Theoretically, separation of physical infrastructure from services is feasible. However, it brings a host of new issues – both technological as well as legal. The problem here is that if it is considered feasible to separate services from infrastructure, should we not then consider building a common infrastructure very much in the way that highways are? Without a common physical infrastructure, what would be the purpose of this separation?

The Draft NTP 2011 appears to view that the existing infrastructure can be separated – Vodafone’s physical infrastructural will become one company while its services become another one. If fragmentation of the market is the problem and consolidation is the goal, then it appears such a separation will only fragment the market even further.

As it happens with all UPA policy, the explanation of the policy is not what is stated in the policy document. The target appears to be the huge cable network that BSNL owns. If this can be separated from BSNL, then it can become the common infrastructure of a number of private companies who can provide services without building any infrastructure. We are back to where we started from – the entire thrust of the policy is how to help existing license holders provide services without investing money. No capital expenditure, no roll-out of network, mint money by acquiring subscribers without pain and then sell licenses. This is what Sibal’s policy claims as “exit” policy for companies.

Draft NTP 2011 has some lip service about indigenous manufacture. In concrete terms, all that it promises is that if everything is equal, then domestic manufacture will have a preference. Unfortunately, the issue in domestic manufacture is not about final prices of equipment but about the current excise and customs regime, basic infrastructure for manufacture and a host of other issues. If we want to promote manufacture, the only way to do so is to look at the gamut of issues and not make a token gesture of a kind that has no value.
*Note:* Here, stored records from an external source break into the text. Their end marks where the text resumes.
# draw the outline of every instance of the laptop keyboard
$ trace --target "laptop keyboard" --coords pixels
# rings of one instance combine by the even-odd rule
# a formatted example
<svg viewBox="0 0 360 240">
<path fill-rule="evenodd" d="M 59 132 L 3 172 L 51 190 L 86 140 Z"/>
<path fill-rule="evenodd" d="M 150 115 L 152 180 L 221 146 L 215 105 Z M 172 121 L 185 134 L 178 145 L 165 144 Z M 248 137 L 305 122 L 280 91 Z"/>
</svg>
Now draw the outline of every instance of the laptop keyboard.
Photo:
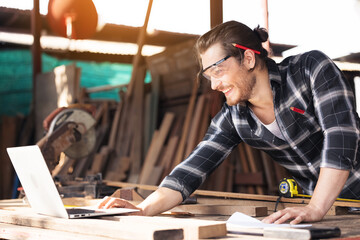
<svg viewBox="0 0 360 240">
<path fill-rule="evenodd" d="M 84 209 L 84 208 L 67 208 L 66 211 L 69 214 L 81 214 L 81 213 L 94 213 L 95 210 Z"/>
</svg>

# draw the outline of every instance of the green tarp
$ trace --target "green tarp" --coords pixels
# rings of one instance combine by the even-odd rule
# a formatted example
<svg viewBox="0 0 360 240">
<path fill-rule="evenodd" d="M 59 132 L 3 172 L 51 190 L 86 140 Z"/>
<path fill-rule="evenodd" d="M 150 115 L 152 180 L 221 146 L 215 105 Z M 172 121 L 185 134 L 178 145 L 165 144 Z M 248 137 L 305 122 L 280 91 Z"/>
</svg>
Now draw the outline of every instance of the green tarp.
<svg viewBox="0 0 360 240">
<path fill-rule="evenodd" d="M 130 81 L 131 64 L 59 60 L 47 54 L 42 55 L 42 72 L 49 72 L 57 66 L 74 62 L 81 68 L 81 87 L 118 85 Z M 150 74 L 147 74 L 145 82 L 150 81 Z M 119 101 L 118 90 L 93 93 L 90 97 Z M 31 52 L 29 50 L 0 51 L 0 115 L 27 115 L 31 99 Z"/>
</svg>

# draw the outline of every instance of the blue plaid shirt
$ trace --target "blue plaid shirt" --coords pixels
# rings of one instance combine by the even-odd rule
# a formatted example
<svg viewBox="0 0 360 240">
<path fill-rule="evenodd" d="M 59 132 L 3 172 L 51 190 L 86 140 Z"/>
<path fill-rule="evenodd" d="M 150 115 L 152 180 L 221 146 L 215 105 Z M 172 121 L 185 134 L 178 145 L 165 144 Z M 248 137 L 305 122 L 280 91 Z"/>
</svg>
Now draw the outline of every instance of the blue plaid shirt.
<svg viewBox="0 0 360 240">
<path fill-rule="evenodd" d="M 225 103 L 203 141 L 160 186 L 187 198 L 245 142 L 285 167 L 306 194 L 313 193 L 321 167 L 350 170 L 339 197 L 360 199 L 359 118 L 354 94 L 341 71 L 319 51 L 288 57 L 279 64 L 268 59 L 267 67 L 284 140 L 264 127 L 246 104 Z"/>
</svg>

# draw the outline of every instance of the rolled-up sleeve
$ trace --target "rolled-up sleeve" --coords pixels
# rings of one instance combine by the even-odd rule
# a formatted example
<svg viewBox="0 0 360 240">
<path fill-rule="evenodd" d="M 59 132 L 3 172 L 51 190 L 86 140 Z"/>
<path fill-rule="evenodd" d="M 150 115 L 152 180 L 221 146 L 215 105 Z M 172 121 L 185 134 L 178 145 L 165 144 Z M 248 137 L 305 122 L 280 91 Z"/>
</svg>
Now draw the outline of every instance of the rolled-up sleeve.
<svg viewBox="0 0 360 240">
<path fill-rule="evenodd" d="M 231 120 L 229 107 L 224 104 L 213 118 L 203 140 L 194 151 L 167 176 L 160 187 L 167 187 L 186 199 L 241 142 Z"/>
<path fill-rule="evenodd" d="M 323 53 L 313 51 L 306 65 L 310 66 L 315 114 L 324 134 L 320 167 L 351 169 L 359 143 L 353 91 L 342 72 Z"/>
</svg>

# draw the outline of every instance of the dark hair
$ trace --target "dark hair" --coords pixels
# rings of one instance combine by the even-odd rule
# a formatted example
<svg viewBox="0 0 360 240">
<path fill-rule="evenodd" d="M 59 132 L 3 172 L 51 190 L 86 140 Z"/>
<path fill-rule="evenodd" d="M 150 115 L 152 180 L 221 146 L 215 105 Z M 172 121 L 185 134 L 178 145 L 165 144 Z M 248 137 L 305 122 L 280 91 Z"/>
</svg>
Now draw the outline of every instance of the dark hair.
<svg viewBox="0 0 360 240">
<path fill-rule="evenodd" d="M 262 42 L 266 42 L 268 33 L 265 28 L 257 26 L 251 30 L 245 24 L 236 21 L 222 23 L 204 35 L 200 36 L 196 42 L 195 49 L 198 55 L 200 69 L 202 69 L 200 54 L 204 53 L 215 43 L 221 43 L 226 55 L 234 56 L 240 63 L 243 59 L 244 50 L 236 48 L 232 43 L 237 43 L 245 47 L 257 50 L 260 55 L 255 54 L 256 58 L 265 59 L 268 52 L 263 48 Z"/>
</svg>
Currently, the excise and customs regime is one where importing handsets and equipment enjoys duty preference. We have an inverted duty structure where raw materials and intermediate goods have a higher duty than finished goods. What it means is that it is cheaper to manufacture in China and sell in India. For equipment manufacturing, China had a clear policy. It forced the major equipment companies to transfer technology to Chinese companies in lieu of major orders – it utilised its market power to acquire technology. Compare this to what we have done – in spite of having the second biggest telecom market in the world, we have wound up even the manufacturing that we had earlier. C-DOT and ITI no longer are players for either equipment or technology.

Without indigenous technology, the current telecom regime is making buying telecom equipment impossible for BSNL and MTNL. DoT insists that all suppliers of equipment must also give source code which no international supplier is willing to give. The only exception are Chinese equipment suppliers. And here is the catch – the home ministry is now insisting that for security reasons BSNL should not buy Chinese equipment. If we take both the ministries together and look at the domestic manufacturing scenario, it makes sense if we only see the ministries working as a tag team to destroy BSNL. Are we to believe that the ministers are all naïve about the telecom sector, specially when the two concerned ministers have been deeply involved in telecom litigation in the past on behalf of the major telecom players? Or is there some other interest in sabotaging BSNL and MTNL by denying them expansion?

The telecom policies in this country have more to do with telecom scams than a clear enunciation of the country’s requirements. The 1994 National Telecom Policy lead to Sukhram and his case by case policy, and discovery of suitcases with crores of rupees in his bedroom. The 1999 policy was wholesale escape for companies who had secured licenses from paying license fees. The current NTP 2011 policy is to help companies who have secured licenses at throw away prices to sell them at huge profits. A scam today is the policy tomorrow: this appears to be the brief of successive ministers in the telecom sector.